Eleven weeks at #1 on the Israeli official chart is the joint longest reign in the archive's entire 36-year history. The only other song to achieve the same feat was The Beatles' "Let It Be" in 1970. No song, before or since, has held the Israeli #1 position for longer.
The Disco Era on the Israeli Chart
The late 1970s were a golden period for the Israeli music chart. The 1970s as a whole produced 2,291 chart entries — vastly more than the 1960s — as the chart format expanded and Israeli radio's audience grew. Disco was at its peak, and the Israeli chart reflected that perfectly.
ABBA, Donna Summer, Gloria Gaynor, Earth Wind & Fire — all were Israeli chart regulars in 1977–1979. But the Bee Gees transcended even that competition. The Saturday Night Fever soundtrack arrived in Israel with massive cultural momentum, and "Stayin' Alive" rode that wave to a #1 run unequalled before or since.
Why Israel Loved the Bee Gees
The Bee Gees had been Israeli chart presences since the late 1960s, but it was the Saturday Night Fever era that transformed them into superstars on the Israeli chart. Their falsetto harmonies, Barry Gibb's distinctive songwriting, and the irresistible groove of their disco material proved to be a perfect fit for Israeli radio's mid-afternoon and evening programming.
The Saturday Night Fever soundtrack alone provided multiple Israeli chart entries: "How Deep Is Your Love," "Night Fever," and "More Than a Woman" all charted alongside "Stayin' Alive." The Israeli chart of late 1977 and 1978 was, in many weeks, substantially a Bee Gees affair.

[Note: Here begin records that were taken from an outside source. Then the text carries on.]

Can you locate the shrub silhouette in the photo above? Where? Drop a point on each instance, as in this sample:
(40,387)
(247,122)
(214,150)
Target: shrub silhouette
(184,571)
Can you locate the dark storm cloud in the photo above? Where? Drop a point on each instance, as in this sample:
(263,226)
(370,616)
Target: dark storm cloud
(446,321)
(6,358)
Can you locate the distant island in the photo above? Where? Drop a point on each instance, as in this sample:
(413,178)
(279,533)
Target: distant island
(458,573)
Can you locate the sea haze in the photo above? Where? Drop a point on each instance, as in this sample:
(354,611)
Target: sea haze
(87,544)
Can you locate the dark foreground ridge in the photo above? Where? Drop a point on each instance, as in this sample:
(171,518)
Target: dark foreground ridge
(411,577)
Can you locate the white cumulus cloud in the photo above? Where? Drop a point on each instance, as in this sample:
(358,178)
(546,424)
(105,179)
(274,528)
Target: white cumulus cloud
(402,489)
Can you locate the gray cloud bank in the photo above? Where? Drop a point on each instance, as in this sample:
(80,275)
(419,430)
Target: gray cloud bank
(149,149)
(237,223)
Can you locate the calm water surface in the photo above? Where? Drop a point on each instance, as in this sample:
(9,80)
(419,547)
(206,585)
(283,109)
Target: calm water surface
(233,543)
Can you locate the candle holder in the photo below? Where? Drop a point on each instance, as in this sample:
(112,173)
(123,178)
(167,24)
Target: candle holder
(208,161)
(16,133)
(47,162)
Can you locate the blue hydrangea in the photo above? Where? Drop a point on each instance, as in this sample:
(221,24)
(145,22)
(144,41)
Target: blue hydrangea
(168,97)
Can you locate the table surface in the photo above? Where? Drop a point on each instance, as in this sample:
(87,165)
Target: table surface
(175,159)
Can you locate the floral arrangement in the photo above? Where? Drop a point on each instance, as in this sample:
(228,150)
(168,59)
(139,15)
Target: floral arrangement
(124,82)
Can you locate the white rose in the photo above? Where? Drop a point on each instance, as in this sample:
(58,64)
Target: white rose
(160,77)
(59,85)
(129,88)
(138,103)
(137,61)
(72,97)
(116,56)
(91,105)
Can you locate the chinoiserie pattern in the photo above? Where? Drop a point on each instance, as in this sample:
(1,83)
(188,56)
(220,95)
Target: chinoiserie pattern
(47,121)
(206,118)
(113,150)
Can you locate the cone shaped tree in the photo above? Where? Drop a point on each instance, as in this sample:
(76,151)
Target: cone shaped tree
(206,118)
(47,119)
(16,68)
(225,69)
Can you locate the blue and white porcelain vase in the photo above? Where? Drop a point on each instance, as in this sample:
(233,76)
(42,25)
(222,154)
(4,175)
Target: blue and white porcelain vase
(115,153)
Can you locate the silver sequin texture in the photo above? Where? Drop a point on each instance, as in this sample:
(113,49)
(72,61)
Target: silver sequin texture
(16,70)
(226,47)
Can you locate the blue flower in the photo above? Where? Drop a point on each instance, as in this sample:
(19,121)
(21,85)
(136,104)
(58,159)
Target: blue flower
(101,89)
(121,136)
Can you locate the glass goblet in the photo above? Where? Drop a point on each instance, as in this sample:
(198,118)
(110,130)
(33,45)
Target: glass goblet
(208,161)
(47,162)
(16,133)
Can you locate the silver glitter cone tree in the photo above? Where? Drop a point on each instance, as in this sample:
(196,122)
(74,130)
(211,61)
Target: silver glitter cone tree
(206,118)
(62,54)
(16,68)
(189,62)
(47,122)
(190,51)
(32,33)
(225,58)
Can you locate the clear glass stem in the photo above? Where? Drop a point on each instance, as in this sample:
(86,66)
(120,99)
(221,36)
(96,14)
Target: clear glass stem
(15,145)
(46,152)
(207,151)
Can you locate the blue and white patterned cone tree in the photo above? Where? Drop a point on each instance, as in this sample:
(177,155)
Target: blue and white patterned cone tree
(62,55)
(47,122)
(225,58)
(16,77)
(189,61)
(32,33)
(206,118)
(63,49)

The 11-Week Reign: Week by Week
Through the spring and early summer of 1978, Israeli listeners kept "Stayin' Alive" at #1 week after week. The run of 11 consecutive weeks at the summit of the Israeli chart represents 11 consecutive broadcasts of Reshet Gimel's hit parade revealing the same answer at the top — a remarkable demonstration of sustained popularity.
When it finally fell from #1, it was displaced by another massive hit of the era — and continued to chart for weeks afterwards as one of the great Israeli chart runs of the 1970s.